1 глава
— Вчера ты был превосхо-о-оден! Я даже не думал, что ты окажешься таким способным учеником. Но всё-таки твои усердия излишни. Это тело может не выдержать, а я не хочу тебя потерять. Думаю, эти смертельно-опасные испытания нужно проводить реже. Я еще не отошел от последнего поединка.
—Ни в коем случае! Я хочу большего. Мне надо всё! Я стану тем, перед кем они так трепещут! Я не остановлюсь! Этот грязный, погрязший в гнусности мир нуждается в правителе, которого заслуживают. Я буду им!
—В последнее время ты сам не свой. Я же вижу этот пыл в твоем сердце. Он до сих пор терзает тебя. Знал, нельзя поднимать семейную тему на последнем испытании. Этот огонь уничтожит тебя. Ты сгоришь. Как только мы прибыли в город этих...этих падших. Увидели во что он превратился... Неблаговерные. Не веди себя опрометчиво, иначе говоря, торопишь события. Умей управлять собой! Мне и так часто приходится тебя усмирять и "его" в том числе. Скажу честно, вы оба ведёте себя так, забываясь, что ты смертный, а он нет. И меня это волнует.

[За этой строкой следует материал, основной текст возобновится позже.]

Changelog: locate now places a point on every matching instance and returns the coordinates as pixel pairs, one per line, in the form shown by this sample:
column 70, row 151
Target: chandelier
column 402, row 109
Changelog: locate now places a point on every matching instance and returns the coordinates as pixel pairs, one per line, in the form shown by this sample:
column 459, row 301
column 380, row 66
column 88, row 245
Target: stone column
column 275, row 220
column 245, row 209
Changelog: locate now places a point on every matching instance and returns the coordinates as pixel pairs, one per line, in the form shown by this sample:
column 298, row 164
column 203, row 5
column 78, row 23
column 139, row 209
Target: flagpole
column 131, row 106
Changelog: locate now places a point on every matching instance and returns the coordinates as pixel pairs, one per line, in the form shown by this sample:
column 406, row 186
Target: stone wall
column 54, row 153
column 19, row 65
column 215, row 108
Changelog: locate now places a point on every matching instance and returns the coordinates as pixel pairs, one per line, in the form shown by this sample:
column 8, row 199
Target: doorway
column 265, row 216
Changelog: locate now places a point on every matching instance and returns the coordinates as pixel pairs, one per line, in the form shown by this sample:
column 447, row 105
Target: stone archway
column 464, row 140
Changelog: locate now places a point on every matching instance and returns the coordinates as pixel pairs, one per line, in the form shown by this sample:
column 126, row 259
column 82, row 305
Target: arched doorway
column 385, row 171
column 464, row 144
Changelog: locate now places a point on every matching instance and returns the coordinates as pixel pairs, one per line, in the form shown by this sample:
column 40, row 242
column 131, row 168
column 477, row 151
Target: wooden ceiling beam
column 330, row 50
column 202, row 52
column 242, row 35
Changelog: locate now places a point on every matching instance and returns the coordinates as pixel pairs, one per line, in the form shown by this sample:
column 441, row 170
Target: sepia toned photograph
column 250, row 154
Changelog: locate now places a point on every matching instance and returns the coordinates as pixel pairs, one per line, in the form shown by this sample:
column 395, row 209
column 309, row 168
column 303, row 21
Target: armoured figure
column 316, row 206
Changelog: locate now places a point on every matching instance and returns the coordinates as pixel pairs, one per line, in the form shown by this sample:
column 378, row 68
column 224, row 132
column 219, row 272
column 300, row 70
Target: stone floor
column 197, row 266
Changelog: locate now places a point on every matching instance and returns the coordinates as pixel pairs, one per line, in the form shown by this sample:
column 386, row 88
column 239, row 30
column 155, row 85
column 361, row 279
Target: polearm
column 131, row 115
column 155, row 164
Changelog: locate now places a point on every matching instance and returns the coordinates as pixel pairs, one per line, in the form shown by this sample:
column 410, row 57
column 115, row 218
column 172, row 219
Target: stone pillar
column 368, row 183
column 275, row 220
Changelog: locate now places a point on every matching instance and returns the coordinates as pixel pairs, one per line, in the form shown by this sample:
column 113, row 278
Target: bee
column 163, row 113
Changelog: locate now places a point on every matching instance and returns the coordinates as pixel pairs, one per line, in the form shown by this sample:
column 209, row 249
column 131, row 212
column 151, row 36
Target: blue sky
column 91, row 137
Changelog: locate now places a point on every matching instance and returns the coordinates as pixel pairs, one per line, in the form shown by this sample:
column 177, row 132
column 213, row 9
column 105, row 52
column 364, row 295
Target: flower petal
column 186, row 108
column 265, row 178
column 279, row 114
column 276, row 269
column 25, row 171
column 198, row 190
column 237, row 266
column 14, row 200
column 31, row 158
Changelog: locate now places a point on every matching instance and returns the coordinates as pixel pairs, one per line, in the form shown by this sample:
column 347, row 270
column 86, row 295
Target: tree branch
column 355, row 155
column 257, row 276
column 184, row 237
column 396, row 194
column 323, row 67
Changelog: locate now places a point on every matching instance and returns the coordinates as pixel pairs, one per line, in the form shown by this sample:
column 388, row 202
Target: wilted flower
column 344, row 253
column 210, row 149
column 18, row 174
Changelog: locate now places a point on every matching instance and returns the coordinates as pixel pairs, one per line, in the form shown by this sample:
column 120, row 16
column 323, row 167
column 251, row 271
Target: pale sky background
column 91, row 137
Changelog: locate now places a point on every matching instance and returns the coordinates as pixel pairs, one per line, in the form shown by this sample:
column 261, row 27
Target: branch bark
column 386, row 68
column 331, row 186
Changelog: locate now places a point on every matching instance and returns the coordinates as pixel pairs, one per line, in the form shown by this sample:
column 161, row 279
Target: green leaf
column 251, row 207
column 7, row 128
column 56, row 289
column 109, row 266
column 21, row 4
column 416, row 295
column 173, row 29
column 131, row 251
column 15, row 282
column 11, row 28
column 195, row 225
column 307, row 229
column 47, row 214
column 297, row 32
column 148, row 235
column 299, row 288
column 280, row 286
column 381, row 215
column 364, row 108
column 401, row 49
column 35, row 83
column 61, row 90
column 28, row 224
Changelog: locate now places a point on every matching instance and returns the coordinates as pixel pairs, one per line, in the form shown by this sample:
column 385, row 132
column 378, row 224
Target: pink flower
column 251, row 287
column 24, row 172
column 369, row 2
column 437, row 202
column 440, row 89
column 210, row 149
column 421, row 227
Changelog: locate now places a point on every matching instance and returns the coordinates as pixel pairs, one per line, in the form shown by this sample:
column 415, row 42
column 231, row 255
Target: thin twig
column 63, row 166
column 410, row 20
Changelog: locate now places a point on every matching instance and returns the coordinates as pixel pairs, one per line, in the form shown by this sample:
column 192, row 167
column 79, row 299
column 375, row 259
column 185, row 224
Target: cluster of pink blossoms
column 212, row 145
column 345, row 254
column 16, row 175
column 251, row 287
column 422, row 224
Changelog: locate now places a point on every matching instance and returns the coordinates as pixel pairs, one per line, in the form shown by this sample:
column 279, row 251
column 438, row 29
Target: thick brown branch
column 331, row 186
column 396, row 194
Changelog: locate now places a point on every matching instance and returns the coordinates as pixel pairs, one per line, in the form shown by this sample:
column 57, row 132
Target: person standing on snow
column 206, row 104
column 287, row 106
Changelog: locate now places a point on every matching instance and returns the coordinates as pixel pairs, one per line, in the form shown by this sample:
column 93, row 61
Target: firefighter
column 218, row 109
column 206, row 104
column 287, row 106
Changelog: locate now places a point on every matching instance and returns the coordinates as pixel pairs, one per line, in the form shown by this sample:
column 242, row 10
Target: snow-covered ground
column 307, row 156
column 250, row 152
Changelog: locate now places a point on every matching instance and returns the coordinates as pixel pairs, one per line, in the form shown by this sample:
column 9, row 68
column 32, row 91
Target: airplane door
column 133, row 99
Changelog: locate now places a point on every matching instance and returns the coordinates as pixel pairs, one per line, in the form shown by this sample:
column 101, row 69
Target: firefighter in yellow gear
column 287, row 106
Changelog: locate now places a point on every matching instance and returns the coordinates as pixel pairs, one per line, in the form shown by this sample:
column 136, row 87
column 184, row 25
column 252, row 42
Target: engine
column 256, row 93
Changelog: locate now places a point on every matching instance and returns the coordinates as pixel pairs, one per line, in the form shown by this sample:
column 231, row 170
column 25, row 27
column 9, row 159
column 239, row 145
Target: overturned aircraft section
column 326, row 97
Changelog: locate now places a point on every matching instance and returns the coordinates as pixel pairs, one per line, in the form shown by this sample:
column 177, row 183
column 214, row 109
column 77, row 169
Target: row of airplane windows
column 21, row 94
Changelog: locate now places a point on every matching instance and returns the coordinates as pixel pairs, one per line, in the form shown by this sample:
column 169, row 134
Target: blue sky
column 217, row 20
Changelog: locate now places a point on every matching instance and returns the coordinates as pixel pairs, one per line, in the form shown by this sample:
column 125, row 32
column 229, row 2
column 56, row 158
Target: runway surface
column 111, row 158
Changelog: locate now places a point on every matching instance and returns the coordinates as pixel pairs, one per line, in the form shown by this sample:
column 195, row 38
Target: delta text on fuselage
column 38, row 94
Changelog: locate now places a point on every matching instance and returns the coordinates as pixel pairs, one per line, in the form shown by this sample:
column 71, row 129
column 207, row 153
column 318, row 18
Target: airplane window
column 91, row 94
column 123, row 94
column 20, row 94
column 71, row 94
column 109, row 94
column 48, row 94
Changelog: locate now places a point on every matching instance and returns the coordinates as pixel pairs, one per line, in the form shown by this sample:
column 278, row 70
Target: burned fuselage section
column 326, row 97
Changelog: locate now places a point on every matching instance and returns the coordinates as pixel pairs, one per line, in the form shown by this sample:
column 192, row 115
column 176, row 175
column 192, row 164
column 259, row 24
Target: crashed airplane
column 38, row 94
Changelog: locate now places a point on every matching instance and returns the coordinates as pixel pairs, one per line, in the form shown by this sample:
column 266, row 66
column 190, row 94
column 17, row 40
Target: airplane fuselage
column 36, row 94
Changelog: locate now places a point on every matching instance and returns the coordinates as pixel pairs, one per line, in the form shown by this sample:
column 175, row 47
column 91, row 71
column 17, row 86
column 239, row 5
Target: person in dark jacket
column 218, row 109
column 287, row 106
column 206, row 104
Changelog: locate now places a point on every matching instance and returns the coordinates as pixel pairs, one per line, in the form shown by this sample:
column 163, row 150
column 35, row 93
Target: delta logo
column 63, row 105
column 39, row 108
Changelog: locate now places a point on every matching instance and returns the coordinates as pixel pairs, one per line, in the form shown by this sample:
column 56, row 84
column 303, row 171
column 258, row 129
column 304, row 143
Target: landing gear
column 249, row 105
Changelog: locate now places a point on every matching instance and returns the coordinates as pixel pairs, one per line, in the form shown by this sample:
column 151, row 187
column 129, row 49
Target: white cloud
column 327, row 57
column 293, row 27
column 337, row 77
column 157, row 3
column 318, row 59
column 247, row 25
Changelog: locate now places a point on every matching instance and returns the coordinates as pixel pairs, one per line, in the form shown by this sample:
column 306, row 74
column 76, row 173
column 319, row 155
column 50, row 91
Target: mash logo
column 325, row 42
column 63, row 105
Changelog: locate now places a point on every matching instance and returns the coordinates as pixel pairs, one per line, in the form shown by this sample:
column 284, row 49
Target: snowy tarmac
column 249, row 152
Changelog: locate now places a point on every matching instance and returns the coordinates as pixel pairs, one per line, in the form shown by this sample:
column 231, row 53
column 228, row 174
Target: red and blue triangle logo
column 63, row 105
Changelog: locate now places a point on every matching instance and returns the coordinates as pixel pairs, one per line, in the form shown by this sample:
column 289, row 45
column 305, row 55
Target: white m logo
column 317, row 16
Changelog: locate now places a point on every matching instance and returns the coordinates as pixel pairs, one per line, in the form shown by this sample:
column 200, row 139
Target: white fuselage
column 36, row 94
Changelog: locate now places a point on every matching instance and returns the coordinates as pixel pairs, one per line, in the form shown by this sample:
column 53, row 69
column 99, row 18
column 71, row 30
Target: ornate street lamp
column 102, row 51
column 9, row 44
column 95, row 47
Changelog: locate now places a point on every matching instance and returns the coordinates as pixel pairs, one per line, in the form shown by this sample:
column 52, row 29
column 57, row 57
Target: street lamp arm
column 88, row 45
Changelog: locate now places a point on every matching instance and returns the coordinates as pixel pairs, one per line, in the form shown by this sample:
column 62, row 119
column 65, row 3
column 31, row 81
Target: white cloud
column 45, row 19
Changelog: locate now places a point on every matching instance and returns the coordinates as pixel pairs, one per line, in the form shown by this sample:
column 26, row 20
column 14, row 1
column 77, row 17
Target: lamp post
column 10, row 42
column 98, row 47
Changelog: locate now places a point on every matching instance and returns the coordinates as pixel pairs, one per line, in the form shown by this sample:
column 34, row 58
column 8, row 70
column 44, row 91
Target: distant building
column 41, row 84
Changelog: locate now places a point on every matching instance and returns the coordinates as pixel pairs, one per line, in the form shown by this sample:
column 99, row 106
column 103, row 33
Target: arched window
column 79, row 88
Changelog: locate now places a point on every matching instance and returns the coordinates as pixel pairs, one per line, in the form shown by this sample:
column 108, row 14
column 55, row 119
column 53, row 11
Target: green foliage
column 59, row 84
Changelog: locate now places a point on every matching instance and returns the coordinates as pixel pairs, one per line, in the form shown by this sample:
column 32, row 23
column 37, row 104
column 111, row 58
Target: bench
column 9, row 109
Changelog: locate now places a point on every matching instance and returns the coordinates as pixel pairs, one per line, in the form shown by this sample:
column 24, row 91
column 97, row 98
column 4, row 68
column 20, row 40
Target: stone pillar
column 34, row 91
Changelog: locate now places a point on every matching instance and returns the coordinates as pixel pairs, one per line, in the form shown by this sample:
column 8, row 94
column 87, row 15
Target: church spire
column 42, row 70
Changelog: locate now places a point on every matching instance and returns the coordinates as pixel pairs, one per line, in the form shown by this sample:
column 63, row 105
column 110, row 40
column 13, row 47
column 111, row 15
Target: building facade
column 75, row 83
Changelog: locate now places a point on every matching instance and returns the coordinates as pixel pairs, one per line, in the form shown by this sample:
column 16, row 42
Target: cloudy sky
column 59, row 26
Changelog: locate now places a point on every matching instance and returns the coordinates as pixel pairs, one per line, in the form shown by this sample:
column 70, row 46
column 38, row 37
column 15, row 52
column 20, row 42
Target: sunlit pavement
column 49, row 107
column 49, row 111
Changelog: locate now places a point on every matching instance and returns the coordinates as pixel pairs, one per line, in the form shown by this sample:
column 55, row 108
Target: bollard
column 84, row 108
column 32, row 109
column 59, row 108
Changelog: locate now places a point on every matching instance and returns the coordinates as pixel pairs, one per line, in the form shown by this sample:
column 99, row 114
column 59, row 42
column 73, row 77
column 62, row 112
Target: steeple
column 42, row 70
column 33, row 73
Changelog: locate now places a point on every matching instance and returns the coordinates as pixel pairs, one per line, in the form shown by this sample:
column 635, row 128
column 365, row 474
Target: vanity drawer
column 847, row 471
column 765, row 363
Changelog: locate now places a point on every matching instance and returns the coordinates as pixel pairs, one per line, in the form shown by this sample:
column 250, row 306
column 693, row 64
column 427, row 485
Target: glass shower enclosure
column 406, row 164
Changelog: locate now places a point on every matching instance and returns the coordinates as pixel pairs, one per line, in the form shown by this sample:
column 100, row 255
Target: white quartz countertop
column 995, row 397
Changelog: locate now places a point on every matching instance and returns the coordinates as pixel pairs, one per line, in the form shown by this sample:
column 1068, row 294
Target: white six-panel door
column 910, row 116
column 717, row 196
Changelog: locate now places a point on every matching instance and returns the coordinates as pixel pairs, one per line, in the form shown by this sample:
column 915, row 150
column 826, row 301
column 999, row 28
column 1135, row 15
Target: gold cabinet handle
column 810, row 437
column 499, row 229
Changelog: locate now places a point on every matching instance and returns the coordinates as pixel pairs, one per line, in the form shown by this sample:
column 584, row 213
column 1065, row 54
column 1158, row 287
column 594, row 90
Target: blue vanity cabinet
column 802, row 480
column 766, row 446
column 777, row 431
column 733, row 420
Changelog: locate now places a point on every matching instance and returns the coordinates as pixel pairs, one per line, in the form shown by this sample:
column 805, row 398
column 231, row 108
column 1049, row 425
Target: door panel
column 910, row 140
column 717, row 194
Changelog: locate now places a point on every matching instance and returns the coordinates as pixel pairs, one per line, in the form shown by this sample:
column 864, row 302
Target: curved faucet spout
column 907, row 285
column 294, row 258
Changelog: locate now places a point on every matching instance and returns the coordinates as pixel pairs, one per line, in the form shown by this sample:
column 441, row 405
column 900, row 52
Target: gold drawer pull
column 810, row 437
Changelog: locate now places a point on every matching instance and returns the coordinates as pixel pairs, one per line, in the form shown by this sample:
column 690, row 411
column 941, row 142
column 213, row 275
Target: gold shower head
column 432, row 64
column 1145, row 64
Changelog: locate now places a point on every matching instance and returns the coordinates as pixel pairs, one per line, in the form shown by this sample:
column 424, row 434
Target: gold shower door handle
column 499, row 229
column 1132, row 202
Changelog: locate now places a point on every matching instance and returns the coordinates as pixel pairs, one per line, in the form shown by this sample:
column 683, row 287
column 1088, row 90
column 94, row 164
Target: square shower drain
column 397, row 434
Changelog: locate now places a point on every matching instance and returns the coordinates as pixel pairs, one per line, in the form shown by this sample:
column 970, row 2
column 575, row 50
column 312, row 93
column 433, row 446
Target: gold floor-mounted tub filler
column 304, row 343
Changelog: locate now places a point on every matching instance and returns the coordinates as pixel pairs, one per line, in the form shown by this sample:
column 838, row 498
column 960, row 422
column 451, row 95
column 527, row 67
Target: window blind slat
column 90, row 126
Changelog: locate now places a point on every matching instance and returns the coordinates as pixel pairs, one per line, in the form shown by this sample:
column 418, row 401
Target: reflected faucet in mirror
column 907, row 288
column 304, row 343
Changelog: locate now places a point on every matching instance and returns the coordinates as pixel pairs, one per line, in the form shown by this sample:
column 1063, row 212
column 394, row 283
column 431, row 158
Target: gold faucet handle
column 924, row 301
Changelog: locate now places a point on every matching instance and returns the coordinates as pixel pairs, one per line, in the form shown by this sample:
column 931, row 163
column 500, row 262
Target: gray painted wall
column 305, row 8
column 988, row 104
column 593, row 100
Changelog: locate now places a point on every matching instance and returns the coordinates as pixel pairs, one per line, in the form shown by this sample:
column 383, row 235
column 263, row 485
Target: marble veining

—"Он" имеет на то право. Его предали, отвернулись, вычеркнули будто его и не было в помине, точно так же как меня, а про завет Даория. Покойный завещал нам триптих законов и не один не соблюдается! Город превратили в сплошной разврат. За развлечениями, которые они устраивают скрывается полная нищета, разруха. Фи, о чем говорить, ты же сам все видел. Все ради власти. Будь она проклята! Наивные глупцы, упрямые безумцы не видят ничего, кроме собственного отражения в короне! Самолюбцы, им главное держать в руках регалии...мои регалии! А не править достойно страной, которую построил мои предки, а не их. Самозванцы. Мелкие заговорщики думают свести меня в могилу интригами и склоками? Теперь их черед расплачиваться. И поделом. Сегодня будет очень жарко. Я чувствую как горю
внутри.
—Воздух в покоях застыл, будто сама реальность затаила дыхание. Голос Наставника прорвался сквозь тишину не криком, а сдавленным, металлическим шепотом, в котором звенела сталь и отчаяние. Тобою управляет месть! Ибо я — твой наставник! Неужели я мог ошибиться в выборе ученика?! Откажись от своих слов! Будь холоден и сух, как камень в пустыне! Чтобы никто и никогда не смог разглядеть в твоих глазах ту жажду мщения, что горит в них сейчас! Твоя слепая, безрассудная страсть обратит в пе́пел все мои старания! Сколько можно твердить одно и то же? Ты обязан быть сдержанным! Надо ждать. Только ждать! Ибо тот, кто умеет ждать, неспешно и безжалостно… в конечном итоге получает абсолютно всё.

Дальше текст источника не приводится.